St. Michael’s Hospital installs one of Toronto’s few pedestrian bridges
The steel frame for one of Toronto’s rare enclosed pedestrian bridges was recently hoisted into place in downtown Toronto, connecting St. Michael’s main hospital building with its new Li Ka Shing Knowledge Institute.
Toronto, October 23, 2010
The bridge will be both a physical and symbolic link between the research and education work taking place in the new building on the north side of Shuter Street and the patient care on the south side.
“The Li Ka Shing Knowledge Institute was designed specifically to bring together researchers, educators and clinicians in one facility to encourage the rapid transfer of research findings from the laboratory bench to the patient’s bedside,” said Dr. Bob Howard, St. Michael’s CEO. “The bridge will be a constant reminder to researchers and health care workers that we have to open up those pathways to discovery, knowledge and healing.”
The bridge’s tubular steel frame, which is about 18 metres long and 4 metres in diameter, was manufactured and assembled by Gartner Steel and Glass in Germany, shipped across the Atlantic to New York and then trucked to Toronto.
After being hoisted into place on Saturday, October 23, workers will spend about six weeks installing 65 curved glass panels specially designed to be suspended over the street. Each panel consists of three layers -- a single 10-mm thick pane of clear tempered glass and two 8-mm panes covered with a solar film to provide shading.

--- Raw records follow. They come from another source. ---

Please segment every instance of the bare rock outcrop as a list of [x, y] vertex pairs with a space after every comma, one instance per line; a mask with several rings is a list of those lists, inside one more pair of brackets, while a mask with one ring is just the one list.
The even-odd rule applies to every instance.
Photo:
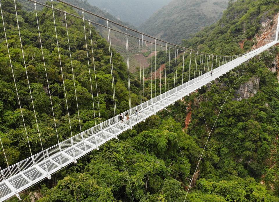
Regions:
[[248, 82], [241, 84], [236, 91], [233, 100], [240, 101], [243, 99], [248, 99], [253, 96], [259, 90], [260, 80], [259, 77], [253, 77]]

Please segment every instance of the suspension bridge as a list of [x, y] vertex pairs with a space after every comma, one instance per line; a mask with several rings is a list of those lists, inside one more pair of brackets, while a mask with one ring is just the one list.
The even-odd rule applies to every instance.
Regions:
[[[55, 30], [56, 36], [56, 42], [57, 42], [57, 44], [58, 47], [59, 47], [59, 42], [57, 38], [57, 33], [56, 32], [56, 27], [55, 26], [55, 17], [54, 10], [64, 13], [66, 22], [65, 26], [67, 28], [67, 35], [68, 39], [67, 42], [68, 43], [70, 57], [71, 56], [71, 49], [70, 42], [69, 40], [67, 25], [66, 16], [67, 15], [70, 15], [83, 20], [83, 25], [84, 27], [84, 33], [86, 45], [86, 48], [87, 53], [88, 67], [90, 74], [90, 68], [92, 69], [92, 68], [93, 67], [90, 66], [90, 65], [89, 64], [89, 60], [88, 59], [88, 54], [89, 51], [89, 50], [90, 50], [90, 46], [91, 47], [92, 46], [92, 39], [91, 38], [91, 44], [90, 43], [89, 43], [89, 44], [88, 47], [89, 48], [87, 49], [87, 43], [88, 42], [87, 42], [86, 41], [86, 36], [85, 30], [85, 22], [87, 22], [89, 23], [90, 27], [91, 24], [94, 24], [95, 26], [99, 26], [107, 29], [108, 39], [110, 48], [110, 57], [112, 74], [112, 86], [113, 90], [112, 96], [114, 98], [114, 112], [115, 116], [114, 117], [112, 117], [105, 121], [102, 122], [99, 124], [97, 124], [88, 130], [83, 131], [81, 131], [80, 133], [75, 135], [72, 135], [70, 138], [65, 140], [62, 142], [59, 142], [58, 139], [58, 144], [50, 148], [44, 149], [43, 149], [43, 145], [42, 145], [42, 151], [37, 153], [34, 155], [31, 152], [31, 149], [30, 149], [31, 156], [29, 158], [14, 165], [9, 165], [7, 158], [6, 158], [6, 161], [7, 166], [6, 168], [2, 169], [0, 171], [0, 181], [1, 181], [1, 182], [0, 182], [0, 201], [3, 201], [14, 196], [16, 196], [20, 199], [20, 197], [19, 193], [21, 192], [32, 186], [34, 185], [37, 183], [46, 178], [50, 179], [51, 178], [51, 175], [52, 174], [57, 172], [63, 168], [67, 166], [73, 162], [76, 163], [77, 161], [79, 159], [86, 155], [88, 153], [94, 150], [99, 150], [99, 147], [108, 141], [114, 139], [118, 139], [118, 136], [126, 131], [132, 129], [133, 126], [141, 122], [145, 122], [145, 120], [148, 117], [152, 115], [156, 115], [156, 113], [162, 110], [166, 109], [166, 108], [168, 106], [171, 104], [174, 104], [174, 102], [180, 99], [182, 99], [185, 96], [189, 96], [190, 94], [193, 92], [196, 92], [196, 90], [201, 88], [204, 85], [210, 83], [211, 82], [215, 79], [219, 79], [220, 77], [223, 75], [226, 75], [226, 74], [230, 71], [237, 71], [238, 72], [239, 70], [237, 69], [238, 67], [239, 67], [244, 64], [247, 64], [248, 61], [279, 42], [279, 41], [278, 40], [278, 28], [279, 27], [279, 20], [278, 20], [277, 24], [274, 25], [270, 31], [268, 36], [260, 43], [258, 44], [254, 50], [246, 53], [240, 55], [230, 56], [218, 56], [208, 53], [201, 52], [188, 49], [186, 49], [183, 47], [168, 43], [166, 42], [164, 42], [152, 37], [151, 36], [145, 35], [143, 33], [141, 33], [136, 30], [126, 27], [121, 24], [110, 21], [89, 11], [74, 5], [69, 4], [60, 0], [59, 0], [58, 1], [67, 5], [68, 6], [71, 6], [76, 9], [82, 11], [82, 17], [81, 17], [70, 13], [68, 13], [65, 11], [61, 10], [56, 8], [55, 6], [53, 6], [52, 0], [51, 1], [51, 6], [44, 4], [42, 3], [37, 2], [35, 1], [33, 1], [32, 0], [28, 0], [28, 1], [34, 3], [34, 9], [35, 10], [37, 17], [37, 26], [38, 32], [40, 37], [40, 47], [42, 49], [43, 58], [44, 57], [43, 52], [42, 51], [42, 42], [40, 39], [40, 26], [38, 20], [37, 16], [37, 10], [36, 7], [36, 4], [39, 4], [41, 6], [48, 8], [52, 10], [54, 22], [53, 26], [54, 27]], [[21, 38], [20, 37], [20, 28], [18, 23], [17, 14], [16, 12], [17, 8], [15, 0], [14, 0], [14, 3], [16, 12], [15, 14], [17, 22], [17, 25], [19, 36], [20, 42], [21, 45], [22, 55], [24, 59], [24, 51], [22, 47]], [[12, 70], [13, 66], [11, 58], [9, 52], [9, 44], [8, 43], [7, 36], [6, 35], [5, 29], [5, 16], [3, 16], [2, 12], [2, 9], [4, 8], [2, 8], [1, 6], [1, 2], [0, 1], [0, 8], [1, 8], [2, 15], [2, 22], [3, 26], [3, 30], [1, 31], [3, 31], [5, 32], [5, 40], [8, 48], [8, 51], [9, 53], [11, 67]], [[99, 18], [105, 21], [107, 24], [107, 26], [104, 26], [103, 24], [99, 24], [85, 19], [83, 15], [85, 12], [89, 14], [93, 15], [95, 17]], [[122, 28], [126, 29], [126, 32], [122, 32], [122, 31], [121, 31], [121, 29], [117, 30], [111, 29], [109, 27], [109, 23], [114, 24], [120, 26]], [[91, 28], [90, 29], [91, 35]], [[143, 43], [142, 44], [142, 53], [143, 54], [142, 56], [142, 64], [141, 59], [140, 59], [140, 70], [142, 71], [142, 74], [141, 71], [140, 73], [141, 98], [141, 100], [143, 100], [144, 101], [143, 102], [142, 101], [141, 102], [141, 104], [139, 105], [134, 106], [133, 107], [131, 107], [130, 92], [130, 90], [129, 83], [128, 88], [129, 92], [129, 102], [130, 108], [129, 109], [127, 109], [127, 110], [126, 111], [123, 112], [123, 113], [121, 113], [121, 114], [126, 114], [128, 113], [130, 115], [130, 117], [128, 120], [123, 122], [120, 121], [119, 116], [117, 115], [116, 106], [115, 104], [115, 86], [114, 83], [114, 76], [113, 75], [113, 57], [111, 51], [111, 42], [110, 40], [110, 32], [111, 30], [113, 30], [125, 35], [126, 39], [126, 50], [127, 56], [126, 58], [127, 64], [128, 68], [127, 73], [128, 75], [128, 82], [130, 82], [130, 72], [129, 69], [129, 58], [128, 56], [129, 49], [128, 48], [128, 37], [129, 36], [131, 37], [137, 39], [139, 40], [140, 55], [141, 54], [141, 42], [142, 43]], [[134, 33], [134, 34], [128, 34], [128, 30], [129, 31], [130, 31], [131, 33]], [[140, 37], [139, 38], [138, 36], [136, 36], [135, 33], [142, 35], [141, 38]], [[151, 40], [150, 41], [149, 41], [147, 40], [144, 39], [144, 36], [148, 37], [148, 38], [151, 39]], [[91, 37], [91, 36], [90, 36], [90, 37]], [[156, 89], [155, 88], [155, 89], [153, 90], [153, 91], [155, 90], [155, 93], [153, 94], [154, 95], [153, 97], [152, 97], [152, 90], [151, 89], [151, 99], [146, 101], [145, 101], [144, 85], [143, 84], [142, 87], [142, 81], [143, 83], [144, 83], [145, 78], [144, 76], [144, 69], [143, 68], [143, 60], [144, 57], [143, 55], [143, 43], [144, 41], [146, 42], [147, 42], [150, 43], [151, 46], [151, 50], [152, 44], [154, 46], [153, 47], [155, 47], [155, 50], [156, 50], [156, 46], [158, 45], [160, 48], [161, 55], [162, 54], [162, 48], [165, 48], [166, 49], [165, 63], [166, 63], [166, 67], [164, 70], [165, 71], [165, 76], [164, 79], [164, 78], [162, 78], [161, 74], [162, 72], [161, 69], [160, 79], [160, 91], [159, 90], [157, 90], [157, 92], [159, 91], [160, 93], [162, 91], [164, 91], [164, 92], [162, 93], [159, 94], [159, 93], [158, 93], [157, 94], [159, 94], [157, 95], [156, 94]], [[158, 42], [164, 43], [164, 45], [163, 45], [162, 44], [159, 45], [157, 43]], [[164, 45], [165, 44], [165, 45]], [[92, 47], [92, 49], [93, 53], [93, 47]], [[175, 65], [174, 67], [174, 84], [173, 86], [174, 87], [172, 88], [172, 86], [171, 87], [171, 89], [170, 89], [169, 74], [168, 79], [168, 83], [167, 81], [166, 73], [167, 71], [167, 67], [166, 63], [167, 56], [168, 56], [167, 55], [167, 50], [169, 50], [169, 52], [170, 53], [171, 49], [175, 50], [175, 57], [177, 57], [178, 59], [178, 51], [179, 51], [180, 53], [183, 53], [183, 69], [182, 73], [182, 80], [178, 82], [178, 83], [180, 82], [181, 84], [177, 85], [177, 63], [178, 62], [177, 60], [176, 62], [176, 65]], [[59, 49], [58, 51], [58, 54], [59, 54]], [[190, 58], [189, 69], [187, 70], [189, 72], [188, 79], [184, 78], [185, 74], [184, 72], [185, 70], [184, 58], [185, 53], [189, 55]], [[59, 56], [60, 58], [60, 55]], [[199, 64], [198, 64], [198, 59], [197, 59], [197, 58], [198, 58], [199, 57], [200, 58]], [[193, 59], [191, 60], [192, 58], [193, 58]], [[203, 62], [202, 63], [201, 62], [201, 61], [202, 59], [203, 61], [204, 60], [204, 65], [203, 66]], [[156, 60], [156, 59], [155, 59], [155, 60]], [[207, 63], [206, 65], [205, 65], [206, 61]], [[155, 64], [156, 64], [156, 62], [155, 61]], [[159, 62], [157, 61], [157, 62]], [[24, 61], [24, 62], [26, 69], [26, 65], [25, 60]], [[162, 61], [160, 61], [160, 62], [161, 64]], [[201, 64], [202, 64], [201, 67]], [[60, 65], [61, 68], [62, 78], [63, 78], [63, 72], [61, 61], [60, 61]], [[141, 68], [141, 67], [142, 67], [142, 69]], [[45, 68], [46, 69], [46, 74], [47, 79], [47, 75], [46, 69], [45, 69]], [[169, 71], [169, 69], [168, 71]], [[93, 72], [94, 74], [95, 74], [95, 78], [96, 80], [96, 76], [94, 66], [94, 67], [93, 69]], [[156, 69], [155, 69], [155, 71]], [[238, 74], [239, 74], [239, 73]], [[243, 72], [242, 72], [242, 74], [243, 74]], [[13, 70], [12, 74], [15, 84], [15, 85], [16, 89], [17, 91], [16, 88], [16, 83], [15, 79], [14, 76], [13, 75]], [[28, 75], [27, 71], [26, 71], [26, 74], [27, 79], [28, 79]], [[152, 66], [151, 75], [151, 82], [152, 83]], [[73, 76], [74, 76], [73, 71]], [[74, 80], [74, 77], [73, 78]], [[176, 79], [176, 83], [175, 83]], [[153, 78], [153, 81], [155, 81], [155, 84], [156, 84], [156, 76], [155, 76], [155, 78]], [[90, 78], [90, 84], [91, 84], [91, 90], [92, 93], [93, 99], [93, 92], [92, 92], [92, 87], [91, 82], [94, 83], [94, 81], [91, 81]], [[158, 82], [159, 81], [158, 81], [157, 82]], [[96, 89], [97, 89], [98, 87], [97, 86], [96, 81], [95, 83], [96, 88]], [[165, 89], [163, 89], [164, 90], [162, 90], [162, 89], [161, 89], [160, 87], [162, 85], [161, 83], [164, 83], [164, 84]], [[168, 85], [167, 85], [167, 84]], [[28, 81], [28, 84], [29, 85], [30, 89], [30, 87], [29, 81]], [[64, 84], [63, 80], [63, 84], [64, 85]], [[156, 88], [156, 87], [155, 88]], [[66, 93], [65, 86], [64, 87], [64, 90], [65, 97], [66, 97], [66, 101], [67, 102], [67, 98], [66, 96]], [[143, 96], [142, 96], [143, 98], [142, 98], [142, 91], [143, 92]], [[32, 99], [32, 94], [31, 90], [30, 91]], [[98, 97], [97, 92], [97, 97]], [[22, 118], [23, 119], [23, 121], [24, 123], [24, 118], [23, 115], [22, 114], [22, 110], [20, 106], [20, 101], [19, 98], [18, 97], [18, 94], [17, 94], [17, 96], [18, 101], [19, 102], [22, 115]], [[51, 99], [51, 97], [50, 94], [50, 98]], [[94, 101], [93, 100], [92, 101], [94, 103]], [[99, 106], [99, 99], [97, 100], [97, 101], [98, 102], [98, 105]], [[33, 100], [32, 100], [32, 102], [33, 103]], [[78, 110], [78, 103], [77, 99], [76, 99], [76, 102]], [[33, 107], [34, 109], [35, 117], [35, 118], [36, 118], [35, 109], [34, 108], [33, 105]], [[98, 109], [99, 109], [99, 107]], [[137, 110], [139, 112], [139, 113], [136, 113], [136, 110]], [[52, 110], [53, 112], [53, 108]], [[100, 117], [99, 113], [99, 117]], [[69, 117], [69, 114], [68, 111], [68, 115]], [[54, 112], [53, 112], [53, 116], [55, 124], [55, 118], [54, 117]], [[38, 135], [40, 136], [40, 140], [41, 137], [40, 136], [39, 127], [37, 126], [38, 124], [36, 118], [36, 121], [38, 127]], [[29, 144], [30, 148], [30, 144], [29, 144], [28, 135], [26, 131], [26, 132], [27, 142]], [[0, 141], [1, 141], [1, 139], [0, 139]], [[1, 143], [2, 149], [3, 149], [4, 153], [5, 154], [5, 150], [1, 141]], [[42, 142], [41, 141], [41, 144]], [[189, 178], [189, 179], [190, 180], [190, 181], [191, 181], [190, 178]], [[189, 186], [189, 188], [190, 187], [190, 186]]]

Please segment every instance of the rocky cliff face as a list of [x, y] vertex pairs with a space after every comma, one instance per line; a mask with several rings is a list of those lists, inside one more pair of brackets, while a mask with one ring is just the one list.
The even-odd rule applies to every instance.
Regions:
[[253, 96], [259, 90], [260, 79], [259, 77], [253, 77], [248, 82], [241, 84], [235, 92], [234, 100], [240, 101], [244, 99], [247, 99]]

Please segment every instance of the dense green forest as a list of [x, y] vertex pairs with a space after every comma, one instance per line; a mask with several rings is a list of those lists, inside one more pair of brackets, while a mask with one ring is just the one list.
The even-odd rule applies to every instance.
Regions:
[[[4, 9], [4, 21], [8, 36], [10, 53], [15, 72], [19, 96], [23, 109], [25, 124], [29, 134], [33, 154], [40, 151], [39, 137], [37, 126], [34, 122], [34, 114], [31, 104], [30, 94], [23, 64], [23, 58], [17, 30], [14, 6], [12, 1], [3, 1], [1, 2]], [[55, 4], [57, 8], [67, 12], [74, 11], [62, 4]], [[24, 46], [26, 69], [30, 83], [30, 88], [34, 101], [34, 107], [41, 132], [43, 144], [45, 148], [57, 144], [57, 138], [54, 129], [54, 123], [52, 116], [52, 112], [49, 99], [43, 61], [40, 49], [36, 16], [34, 12], [26, 12], [18, 5], [18, 13], [21, 29], [22, 38]], [[65, 24], [64, 14], [55, 13], [58, 35], [63, 78], [67, 95], [68, 105], [71, 119], [72, 132], [76, 134], [80, 131], [78, 120], [78, 114], [74, 90], [73, 74]], [[69, 121], [66, 106], [65, 95], [60, 68], [59, 59], [52, 11], [44, 8], [38, 12], [40, 24], [42, 42], [46, 64], [46, 70], [49, 84], [56, 124], [60, 141], [70, 137]], [[97, 92], [96, 85], [92, 85], [94, 100], [93, 108], [91, 94], [88, 67], [85, 46], [84, 33], [82, 20], [73, 18], [69, 15], [67, 21], [70, 25], [69, 28], [74, 74], [75, 79], [78, 101], [82, 130], [92, 127], [95, 124], [94, 115], [98, 115], [96, 103]], [[3, 30], [3, 26], [1, 28]], [[111, 77], [110, 70], [108, 44], [100, 37], [94, 28], [92, 43], [94, 54], [94, 65], [96, 70], [96, 78], [98, 88], [100, 111], [101, 119], [106, 120], [114, 115], [112, 98]], [[88, 24], [86, 25], [86, 35], [90, 67], [93, 67], [93, 57], [91, 50], [90, 33]], [[1, 134], [3, 141], [7, 147], [6, 153], [10, 164], [13, 164], [30, 155], [28, 149], [26, 135], [19, 105], [17, 101], [15, 86], [8, 54], [4, 33], [1, 32]], [[91, 45], [91, 44], [90, 44]], [[127, 101], [128, 92], [126, 87], [127, 74], [126, 65], [120, 55], [114, 50], [112, 51], [114, 62], [114, 75], [118, 112], [128, 108]], [[90, 67], [91, 68], [91, 67]], [[94, 74], [91, 72], [91, 80], [95, 81]], [[136, 85], [139, 82], [131, 77], [131, 88], [133, 92], [137, 93]], [[93, 83], [94, 84], [94, 83]], [[138, 104], [139, 100], [137, 94], [132, 93], [133, 106]], [[95, 109], [94, 111], [94, 109]], [[99, 115], [98, 116], [99, 116]], [[99, 119], [96, 121], [98, 123]], [[3, 151], [1, 152], [3, 152]], [[1, 166], [5, 167], [6, 163], [1, 159]]]
[[180, 44], [221, 17], [228, 0], [173, 0], [159, 9], [139, 29], [158, 38]]
[[[40, 151], [40, 146], [30, 104], [14, 7], [10, 0], [2, 0], [1, 3], [24, 120], [32, 151], [37, 152]], [[67, 12], [74, 12], [61, 4], [55, 5]], [[17, 8], [36, 115], [43, 145], [46, 148], [57, 143], [57, 140], [35, 15], [34, 12], [21, 9], [19, 4]], [[259, 33], [261, 21], [272, 19], [278, 9], [275, 0], [231, 2], [217, 24], [183, 42], [186, 47], [221, 55], [244, 53], [255, 43], [253, 38], [255, 33]], [[59, 138], [62, 140], [70, 136], [70, 131], [52, 11], [45, 8], [38, 14], [49, 90], [57, 117]], [[79, 132], [79, 126], [64, 17], [56, 13], [71, 124], [73, 133], [76, 134]], [[84, 33], [81, 21], [68, 17], [81, 126], [85, 130], [95, 123]], [[90, 41], [89, 28], [87, 26], [87, 42]], [[3, 29], [1, 25], [0, 29]], [[104, 120], [113, 115], [108, 44], [96, 31], [92, 29], [92, 31], [96, 78], [100, 87], [98, 90], [101, 116]], [[30, 153], [4, 36], [3, 32], [1, 33], [0, 136], [9, 162], [12, 164], [29, 156]], [[246, 41], [242, 49], [238, 43], [245, 39], [251, 40]], [[228, 74], [227, 79], [220, 78], [222, 83], [212, 82], [210, 86], [203, 87], [196, 94], [193, 94], [168, 108], [167, 111], [152, 116], [145, 123], [121, 134], [119, 142], [109, 142], [99, 151], [94, 151], [79, 160], [77, 164], [54, 175], [51, 180], [46, 180], [22, 193], [21, 197], [26, 201], [34, 199], [40, 201], [133, 201], [133, 197], [137, 201], [183, 201], [189, 182], [187, 177], [189, 175], [192, 178], [195, 171], [208, 138], [207, 127], [211, 128], [213, 126], [221, 108], [218, 102], [223, 102], [228, 96], [186, 201], [279, 201], [279, 149], [276, 139], [279, 132], [279, 84], [275, 73], [267, 68], [278, 50], [274, 48], [263, 53], [261, 59], [255, 64], [260, 57], [250, 61], [247, 66], [253, 66], [231, 91], [228, 84], [233, 83], [235, 78], [233, 74]], [[91, 53], [89, 57], [92, 67]], [[120, 54], [115, 50], [112, 53], [119, 112], [128, 107], [127, 67]], [[172, 78], [174, 51], [171, 54], [170, 76]], [[185, 64], [189, 64], [189, 60], [187, 56]], [[180, 57], [178, 72], [182, 72], [183, 62]], [[242, 69], [244, 66], [242, 66]], [[187, 74], [186, 72], [185, 75]], [[255, 96], [241, 101], [233, 100], [240, 84], [255, 76], [260, 78], [260, 90]], [[180, 82], [181, 76], [179, 73]], [[134, 106], [140, 102], [140, 83], [136, 74], [131, 77]], [[92, 77], [95, 79], [94, 75]], [[149, 80], [145, 82], [147, 99], [150, 96], [151, 83]], [[96, 101], [94, 87], [93, 91]], [[95, 107], [96, 114], [98, 110]], [[185, 117], [189, 111], [191, 124], [183, 129]], [[98, 119], [96, 121], [98, 123]], [[3, 154], [1, 154], [0, 165], [4, 167], [6, 166]], [[15, 198], [10, 200], [18, 201]]]

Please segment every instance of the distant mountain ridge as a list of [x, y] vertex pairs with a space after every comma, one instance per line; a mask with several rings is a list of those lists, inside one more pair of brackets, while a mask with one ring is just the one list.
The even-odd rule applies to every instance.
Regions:
[[200, 31], [219, 19], [228, 0], [173, 0], [139, 27], [139, 30], [172, 43]]
[[139, 26], [171, 0], [88, 0], [124, 22]]

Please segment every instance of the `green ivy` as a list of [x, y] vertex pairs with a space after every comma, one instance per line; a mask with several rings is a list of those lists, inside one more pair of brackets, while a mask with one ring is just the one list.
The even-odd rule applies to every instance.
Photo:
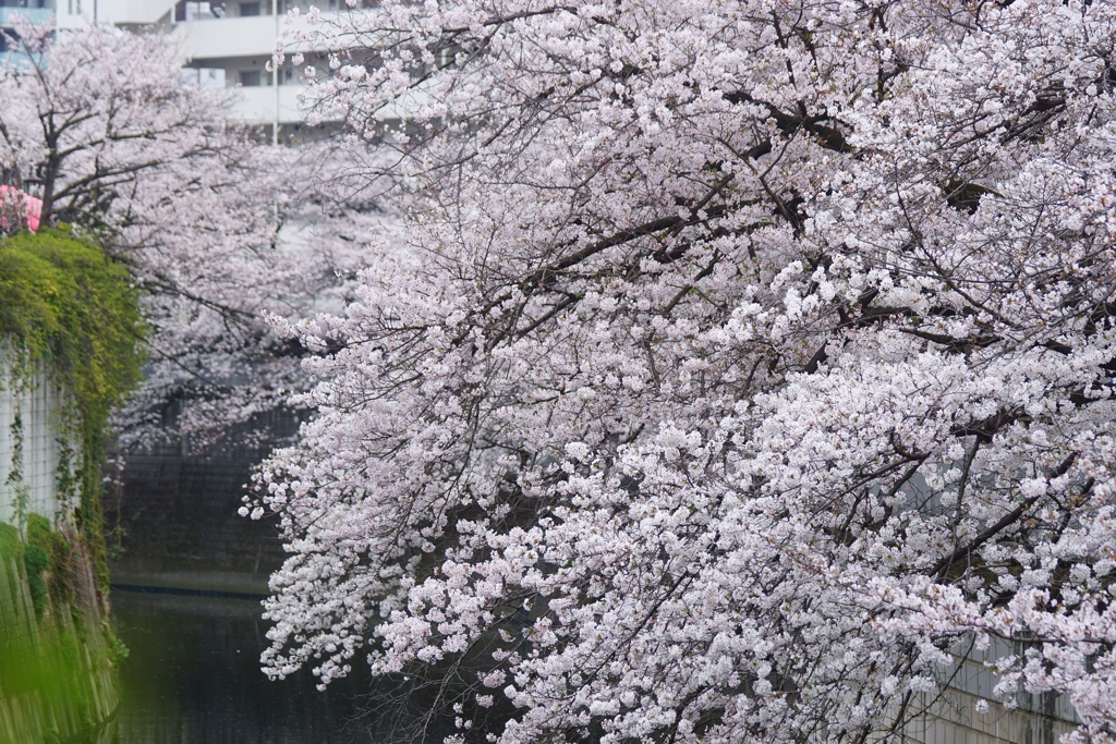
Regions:
[[108, 416], [141, 379], [145, 331], [140, 290], [127, 267], [97, 245], [67, 230], [0, 240], [0, 340], [7, 347], [9, 384], [29, 384], [44, 370], [66, 392], [67, 442], [57, 485], [62, 496], [80, 493], [77, 526], [104, 592], [108, 567], [100, 491]]

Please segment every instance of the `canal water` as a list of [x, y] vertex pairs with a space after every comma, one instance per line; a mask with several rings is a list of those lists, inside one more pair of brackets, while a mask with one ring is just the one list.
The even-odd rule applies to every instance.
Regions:
[[118, 744], [383, 742], [366, 671], [325, 693], [309, 673], [270, 682], [260, 671], [260, 612], [248, 599], [114, 591], [114, 625], [128, 647]]

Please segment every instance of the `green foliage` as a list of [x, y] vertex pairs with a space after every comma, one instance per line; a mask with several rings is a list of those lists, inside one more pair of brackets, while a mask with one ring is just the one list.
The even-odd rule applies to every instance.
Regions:
[[0, 335], [25, 366], [47, 363], [74, 397], [83, 427], [103, 432], [108, 412], [140, 381], [144, 331], [127, 267], [58, 230], [0, 241]]
[[58, 607], [73, 606], [74, 577], [70, 557], [73, 548], [50, 523], [39, 514], [27, 519], [27, 547], [23, 566], [31, 589], [31, 601], [37, 615], [41, 615], [50, 598]]
[[[0, 240], [0, 339], [9, 351], [8, 371], [19, 385], [42, 369], [66, 392], [61, 414], [68, 442], [62, 442], [57, 485], [62, 496], [80, 491], [78, 528], [102, 591], [108, 588], [100, 510], [108, 415], [140, 381], [145, 330], [140, 291], [127, 267], [98, 247], [65, 230]], [[31, 560], [46, 561], [49, 569], [56, 548], [28, 537], [29, 550], [38, 544]], [[38, 572], [28, 568], [37, 581]]]

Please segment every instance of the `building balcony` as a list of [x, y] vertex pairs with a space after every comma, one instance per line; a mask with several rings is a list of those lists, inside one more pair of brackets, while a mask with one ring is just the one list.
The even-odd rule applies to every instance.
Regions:
[[[278, 90], [278, 96], [276, 95]], [[239, 88], [229, 115], [246, 124], [301, 124], [306, 114], [298, 102], [300, 85]]]
[[16, 17], [32, 23], [46, 23], [55, 17], [54, 8], [4, 8], [0, 7], [0, 26], [10, 27]]
[[270, 57], [279, 28], [275, 16], [248, 16], [182, 21], [173, 35], [190, 59]]

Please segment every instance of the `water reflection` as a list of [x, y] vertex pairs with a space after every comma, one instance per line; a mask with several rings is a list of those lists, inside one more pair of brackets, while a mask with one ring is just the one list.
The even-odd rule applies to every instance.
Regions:
[[319, 693], [308, 674], [275, 683], [262, 675], [260, 611], [252, 600], [114, 592], [113, 619], [129, 649], [119, 744], [373, 742], [358, 715], [366, 676]]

Each pane of glass is a curved parallelogram (as opposed to a curved rectangle) so that the joints in the glass follow the white steel structure behind them.
Both the bridge and the Li Ka Shing Knowledge Institute were designed by acclaimed Toronto architect Jack Diamond, principal with Diamond+Schmitt Architects. The firm’s work includes the Four Seasons Centre for the Performing Arts, the new home of the Canadian Opera Company; the new Mariinsky Theatre in St. Petersburg, Russia; as well as the Israeli Foreign Ministry in Jerusalem and the Bahen Centre for Information Technology at the University of Toronto.
The Li Ka Shing Knowledge Institute will be comprised of two buildings that are physically integrated but have distinct programs: the Keenan Research Centre and the Li Ka Shing International Centre for Healthcare Education.
The bridge will be one of only a handful of enclosed pedestrian bridges crossing streets in Toronto, where city officials usually deny permission for them. (Others are at Ryerson University over Jarvis Street, between the Eaton Centre and The Bay over Queen Street, between St. Lawrence Market and a Jarvis Street parking lot, at the Hospital for Sick Children over Elizabeth Street, and between the east and west campuses of Branksome Hall school for girls over Mount Pleasant Road.)